Weather: The heat is ripping through EU – not really an issue for wheat but corn is certainly being affected. 1-2 inches through NB over the last few days may have some impact, OK is really behind harvest – although it looks pretty clear for the next little while.

Markets: Welcome to the suck. I hate to say this but wheat is doing what wheat does. There are a few that will understand this reference but its hard to differentiate Chicago wheat and Carlton Football Club.       

Australian Day Ahead: Lacklustre day ahead probably – weather forecasts are not really giving us what we want so the maybe some basis strength throughout the southern east coast markets.

Offshore

Wheat

Wheat markets remain under pressure, with broad-based weakness across major contracts.  

On the day, SRW Wheat fell 7.25¢/bu (-1.37pc), Kansas Wheat dropped 6.00¢ (-1.14pc), and Minni Wheat eased 4.75¢ (-0.78pc). Matif Wheat declined €2.00/t (-1.01pc), while ASX Wheat edged higher by A$1.00/t (+0.30pc).  

This is a race to the bottom – the May low for the Dec-25 Chicago wheat contract was UD$5.4375/bu – last night the market closed at USD$5.5975/bu 

The decline reflects a bearish combination of favourable US weather conditions, improved crop prospects, and tepid global demand.  

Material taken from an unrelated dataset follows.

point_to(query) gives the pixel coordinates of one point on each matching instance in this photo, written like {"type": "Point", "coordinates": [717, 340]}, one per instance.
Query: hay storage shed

Meanwhile, in Europe, wheat’s relative stability versus a heat-stressed corn crop saw prices briefly converge, highlighting corns vulnerable position. Speculators are positioning accordingly, rotating out of wheat and into long corn as a weather hedge.  

It’s really all about Mondays Stocks and Acreage report now – and, honestly, I struggle to see what the USDA can through up that saves wheat right now.

Other grains and oilseeds

Corn traded lower again, down 0.75¢ (-0.18pc) on the day and -5.5pc for the week, reflecting highly favourable crop weather across the US Midwest.  

However, in Europe, corn markets have been jolted by an intense heatwave threatening yield potential, which has driven Matif corn to parity with milling wheat. Weather in the next 10–14 days is seen as critical.  

Soybeans continued to weaken, falling 2.50¢ (-0.24pc) on the day and -4.8pc on the week, despite decent support from improved moisture conditions.  

Soybean meal slid sharply by $5.10 (-1.85pc) as favourable weather and soft demand weighed.  

Meanwhile, soybean oil rebounded 1.35pc on the day but remains volatile after last week’s rally on Middle East tensions and US biofuel policy.  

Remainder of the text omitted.